Critical Thinking Flashcards
Etymology
In the term critical thinking, the word critical, derives from the word critic (greek origin) and implies a critique; it identifies the intellectual capacity and the means “of judging”, “of judgement”, “for judging”, and being “able to discern”.a
Two Components
1) a set of information and belief generating and processing skills, and
2) the habit, based on intellectual committment, of using those skills to guide behavior
It is thus to be contrasted with:
1) the mere aquisition and retention of information alone, because it involves a particular way the information is sought and treated;
2) the mere possession of a set of skills, because it involves the continual use of them;
3) the mere use of those skills (“as an exercize”) without acceptance of their results.
Life-Long Endeavor
Critical thinking of any kind is never universal in any individual; everyone is subject to episodes of undisciplined or irrational thought. Its quality is therefore typically a matter of degree and dependent on, among other things, the quality and depth of experience given domain of thinking or with respect to a particular class of questions. No one is a critical thinker through-and-through, but only to such-and-such degree, with such-and-such insights and blind spots, subject to such-and-such tendencies towards self-delusion. For this reason, the development of critical thinking skills and dispositions is a life-long endeavor.
Why Critical Thinking?
Everyone thinks; it is our nature to do so. But much of our thinking, left to itself, is biased, distorted, partial, uninformed or down-right prejudiced. Yet the quality of our life and that of what we produce, make, or build depends precisely on the quality of our thought. Shoddy thinking is costly, both in money and in the quality of life. Excellence in thought, however, must be systematically cultivated.
Definition from the National Council for Excellence in Critical Thinking
The intellectually disciplined process of actively and skillfully conceptualizing, applying, analyzing, synthesizing, and/or evaluating information gathered from, or generated by, observation, experience, reflection, reasoning, or communication, as a guide to belief and action.
Critical Thinking Skills
The list of core skills includes observation, interpretation, analysis, inference, evaluation, explanation, and metacognition.

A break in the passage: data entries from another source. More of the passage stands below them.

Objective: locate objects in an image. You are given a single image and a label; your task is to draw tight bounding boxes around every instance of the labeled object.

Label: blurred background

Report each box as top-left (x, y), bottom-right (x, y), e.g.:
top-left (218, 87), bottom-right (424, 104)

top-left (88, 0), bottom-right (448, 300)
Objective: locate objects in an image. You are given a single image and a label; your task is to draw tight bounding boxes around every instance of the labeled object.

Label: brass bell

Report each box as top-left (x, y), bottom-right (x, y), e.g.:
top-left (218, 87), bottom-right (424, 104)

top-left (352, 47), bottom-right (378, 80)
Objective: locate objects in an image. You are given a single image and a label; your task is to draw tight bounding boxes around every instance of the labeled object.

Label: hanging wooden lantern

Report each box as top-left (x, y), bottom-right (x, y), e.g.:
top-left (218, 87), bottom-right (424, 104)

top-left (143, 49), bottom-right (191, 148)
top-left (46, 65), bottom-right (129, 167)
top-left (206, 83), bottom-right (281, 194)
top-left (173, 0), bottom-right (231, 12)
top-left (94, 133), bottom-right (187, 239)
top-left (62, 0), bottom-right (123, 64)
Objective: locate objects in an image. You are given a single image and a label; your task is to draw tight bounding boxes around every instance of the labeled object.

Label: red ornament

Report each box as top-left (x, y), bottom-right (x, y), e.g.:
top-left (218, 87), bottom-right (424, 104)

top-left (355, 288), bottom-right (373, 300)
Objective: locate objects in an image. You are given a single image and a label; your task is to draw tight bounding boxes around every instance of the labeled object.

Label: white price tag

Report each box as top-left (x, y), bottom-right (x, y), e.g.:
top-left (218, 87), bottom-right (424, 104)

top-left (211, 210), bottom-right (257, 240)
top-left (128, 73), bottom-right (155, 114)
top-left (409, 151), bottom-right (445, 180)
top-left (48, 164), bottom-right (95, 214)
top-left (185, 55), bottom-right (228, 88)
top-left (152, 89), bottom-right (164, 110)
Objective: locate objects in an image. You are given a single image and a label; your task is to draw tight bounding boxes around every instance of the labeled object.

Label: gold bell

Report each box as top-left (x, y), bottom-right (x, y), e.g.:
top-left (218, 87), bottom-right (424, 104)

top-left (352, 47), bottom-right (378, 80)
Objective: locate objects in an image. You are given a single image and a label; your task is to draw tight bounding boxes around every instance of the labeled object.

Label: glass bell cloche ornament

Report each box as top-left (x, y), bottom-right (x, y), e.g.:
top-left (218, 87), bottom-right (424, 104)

An individual or group engaged strongly in critical thinking gives due consideration to establish for instance:
- evidence from reality
- context skills to isolate the problem from context
- relevant criteria for making the judgement well
- applicable methods or techniques for forming the judgement
- applicable theoretical constructs for understanding the problem and the question at hand
In addition to possesing strong critical-thinking skills, one must be disposed to engage problems and decisions using those skills. Critical thinking employs not only logic but broad intellectual criteria such as clarity, credibility, accuracy, precision, relevance, depth, breadth, significance, and fairness.